Monday, October 8, 2007

How To Start Investing On The Stock Exchange

Without a doubt in my mind, I believe that the main reasons that most people are unsuccessful as investors are a lack of both preparation and discipline.

Investment in any form is a show of faith in the future, optimism if you prefer. Whether you are buying property, antiques or stocks, you are displaying your positive outlook for your future years.

Yet despite this obviously good intention, many people make dreadful investments and lose large amounts of money. This optimism can become blinding and prevents us from seeing obvious risks or pitfalls. If we do see them, we may discount them or fail to understand their potential implications.

Therefore, understanding the nature of risk is a key lesson that all investors should try to learn before they begin to invest directly in companies quoted on the stock exchange.

For years, investment newcomers were advised to start by choosing a few companies and investing on paper. In other words, the new investor would follow the progress of the company and share price without actually buying.

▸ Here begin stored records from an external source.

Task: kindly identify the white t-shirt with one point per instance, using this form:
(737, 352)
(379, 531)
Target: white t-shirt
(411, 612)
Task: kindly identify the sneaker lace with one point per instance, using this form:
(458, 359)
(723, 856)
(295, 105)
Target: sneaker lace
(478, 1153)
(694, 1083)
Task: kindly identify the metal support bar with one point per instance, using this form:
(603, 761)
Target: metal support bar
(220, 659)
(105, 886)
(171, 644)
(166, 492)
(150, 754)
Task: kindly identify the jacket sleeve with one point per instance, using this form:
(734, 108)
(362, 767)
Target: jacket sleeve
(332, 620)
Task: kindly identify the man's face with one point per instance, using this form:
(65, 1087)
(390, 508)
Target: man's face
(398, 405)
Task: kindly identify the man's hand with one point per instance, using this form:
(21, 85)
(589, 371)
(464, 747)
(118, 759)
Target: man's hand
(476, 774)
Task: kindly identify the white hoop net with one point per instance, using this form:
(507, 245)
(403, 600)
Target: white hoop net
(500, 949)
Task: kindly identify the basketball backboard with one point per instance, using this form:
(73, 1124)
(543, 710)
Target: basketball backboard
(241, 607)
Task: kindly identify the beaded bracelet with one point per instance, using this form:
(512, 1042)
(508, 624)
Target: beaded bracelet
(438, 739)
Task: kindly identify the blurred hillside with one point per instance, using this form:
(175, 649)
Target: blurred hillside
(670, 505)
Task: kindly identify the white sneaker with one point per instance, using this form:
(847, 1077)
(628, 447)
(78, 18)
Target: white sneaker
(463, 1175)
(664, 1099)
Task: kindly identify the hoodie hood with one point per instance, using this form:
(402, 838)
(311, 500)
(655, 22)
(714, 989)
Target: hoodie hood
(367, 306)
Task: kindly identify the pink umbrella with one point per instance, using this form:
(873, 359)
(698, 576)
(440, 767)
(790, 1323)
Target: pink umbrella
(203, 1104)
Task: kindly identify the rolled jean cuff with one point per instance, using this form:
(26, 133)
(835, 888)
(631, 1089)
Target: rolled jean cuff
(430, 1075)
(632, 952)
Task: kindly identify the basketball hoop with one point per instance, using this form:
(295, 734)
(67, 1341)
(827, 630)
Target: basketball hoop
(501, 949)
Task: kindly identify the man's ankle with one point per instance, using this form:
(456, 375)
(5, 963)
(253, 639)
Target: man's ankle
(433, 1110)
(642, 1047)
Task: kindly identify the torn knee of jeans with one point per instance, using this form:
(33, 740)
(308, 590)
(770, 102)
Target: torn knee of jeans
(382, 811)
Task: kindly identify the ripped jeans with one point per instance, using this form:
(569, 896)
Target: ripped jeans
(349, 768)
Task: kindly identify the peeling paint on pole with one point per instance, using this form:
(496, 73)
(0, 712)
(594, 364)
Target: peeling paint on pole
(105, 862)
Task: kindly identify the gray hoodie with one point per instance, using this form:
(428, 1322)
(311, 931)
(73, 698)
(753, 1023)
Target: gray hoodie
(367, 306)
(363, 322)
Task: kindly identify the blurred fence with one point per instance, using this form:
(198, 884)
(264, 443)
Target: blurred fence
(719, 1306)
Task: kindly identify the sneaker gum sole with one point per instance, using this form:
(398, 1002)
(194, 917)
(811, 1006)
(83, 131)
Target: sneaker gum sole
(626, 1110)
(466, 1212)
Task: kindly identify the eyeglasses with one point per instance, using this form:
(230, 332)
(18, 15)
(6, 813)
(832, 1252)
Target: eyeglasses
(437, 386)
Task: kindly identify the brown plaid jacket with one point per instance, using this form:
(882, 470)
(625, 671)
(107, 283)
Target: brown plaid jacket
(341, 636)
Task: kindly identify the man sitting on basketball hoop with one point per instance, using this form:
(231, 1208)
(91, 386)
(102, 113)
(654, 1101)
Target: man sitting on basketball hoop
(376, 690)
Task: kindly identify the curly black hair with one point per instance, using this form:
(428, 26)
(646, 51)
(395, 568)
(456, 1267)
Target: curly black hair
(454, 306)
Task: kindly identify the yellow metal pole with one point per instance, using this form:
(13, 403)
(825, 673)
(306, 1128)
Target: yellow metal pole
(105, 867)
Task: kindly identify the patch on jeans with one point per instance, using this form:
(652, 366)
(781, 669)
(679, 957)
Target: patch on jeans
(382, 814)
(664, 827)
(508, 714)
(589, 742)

Each day a new plot on a hand drawn graph of the company would help the investor to understand just a little more.

Over time, the investor might spot trends between the company and a leading index or sector. The price might move in odd and unpredictable ways causing a desire for more understanding and education to explain these mysteries.

This desire for new knowledge is a core trait of successful investors. To succeed in stock exchange investments, it is vital to firstly keep up to date, but if possible to stay ahead of the pack. This might mean reading trade journals, the annual reports of competing firms, company reviews, interviews and much more. This ongoing education is vital to success.

As computer technology has advanced and investment analysis tools that only a few years ago were expensive and highly specialised have proliferated, the basic learning process for an investor has changed.

Should it?

If plotting points on a graph hepled to truly understand the workings of a moving average or stop loss system, why stop? This used to be 'investment 101' but is now a task to be downloaded. For many investors, it was the most valuable investment they made. They learned to invest and to understand the workings of the stock exchange. They learned a skill, for others a trade.

This time and investment in learning will help the decision making process of an investor for years to come. It may both earn and save many thousands as the years pass.

Is this a process that you have taken? To accompany all the reading and theory that goes with investment generally, paper trading is an important pillar in understanding both investments and the stock exchange.